Let's take a look at inside of the house. After the front door, there is an un-floored space which is a typical style of Japanese kitchen in old times. Next to the kitchen is a living room on a raised floor and this is the ground floor of this house. The living room has a sunken fireplace as shown in the upper center photo. The fireplace was used to boil water for tea and to cook hot pot/soup, and to make the room warm. The sunken fireplace had one more important function. Since these old houses have straw-thatched roofs, smoke from the fireplace prevented the thatched roof from getting worse. Maybe one of the reasons we don't keep the sunken fireplaces in our modern houses is the fact that we don't have thatched roofs anymore.
Anyway, we will explore other floors. At the edge of the living room there is a staircase as shown in the upper right hand side photo. When you go up 7 to 8 steps, there is a wooden floor as you can see in the second left photo on the lower row. The ceiling of the room is too low to live here and this room was probably used as a storage.

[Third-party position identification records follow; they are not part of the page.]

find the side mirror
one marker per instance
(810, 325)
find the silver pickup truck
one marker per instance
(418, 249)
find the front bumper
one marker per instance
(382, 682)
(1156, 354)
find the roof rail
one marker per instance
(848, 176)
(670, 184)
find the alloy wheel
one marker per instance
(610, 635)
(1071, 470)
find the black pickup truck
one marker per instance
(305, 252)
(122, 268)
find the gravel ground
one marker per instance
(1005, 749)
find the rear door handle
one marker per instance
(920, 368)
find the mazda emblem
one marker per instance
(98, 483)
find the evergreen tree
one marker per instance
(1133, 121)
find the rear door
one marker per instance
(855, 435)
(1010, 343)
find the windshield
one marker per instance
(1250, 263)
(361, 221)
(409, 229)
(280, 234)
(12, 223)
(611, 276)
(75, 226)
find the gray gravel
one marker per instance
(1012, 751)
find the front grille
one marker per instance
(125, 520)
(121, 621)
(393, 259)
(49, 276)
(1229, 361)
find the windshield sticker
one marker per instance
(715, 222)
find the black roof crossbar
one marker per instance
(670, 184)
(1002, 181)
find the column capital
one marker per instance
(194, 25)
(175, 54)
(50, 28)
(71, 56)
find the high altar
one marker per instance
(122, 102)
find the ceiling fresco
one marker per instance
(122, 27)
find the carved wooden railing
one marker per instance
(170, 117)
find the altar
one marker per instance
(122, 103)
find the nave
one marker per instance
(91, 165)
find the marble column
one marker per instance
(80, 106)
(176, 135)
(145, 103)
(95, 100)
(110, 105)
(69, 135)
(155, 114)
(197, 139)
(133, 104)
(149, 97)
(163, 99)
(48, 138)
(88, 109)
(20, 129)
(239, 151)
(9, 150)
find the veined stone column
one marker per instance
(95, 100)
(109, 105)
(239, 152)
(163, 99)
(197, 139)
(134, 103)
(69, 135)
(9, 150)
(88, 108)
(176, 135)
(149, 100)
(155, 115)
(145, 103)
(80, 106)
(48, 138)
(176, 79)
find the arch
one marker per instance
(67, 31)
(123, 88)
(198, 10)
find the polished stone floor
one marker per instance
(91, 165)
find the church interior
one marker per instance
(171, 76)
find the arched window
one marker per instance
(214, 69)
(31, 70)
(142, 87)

From the storage room, there is another set of stairs to go higher. About 5 to 6 steps on the stairs, it is the top floor of this house. It looks like an attic, but this was the work room for silk worm-raising farmers. They raised silk-worms here because the materials of the upper floors is breathable and the smoke from the sunken fireplace on the first floor prevented molds, then it provided a suitable place for silk worms to grow. It's really a small farm house, but constructed very efficiently with three floors.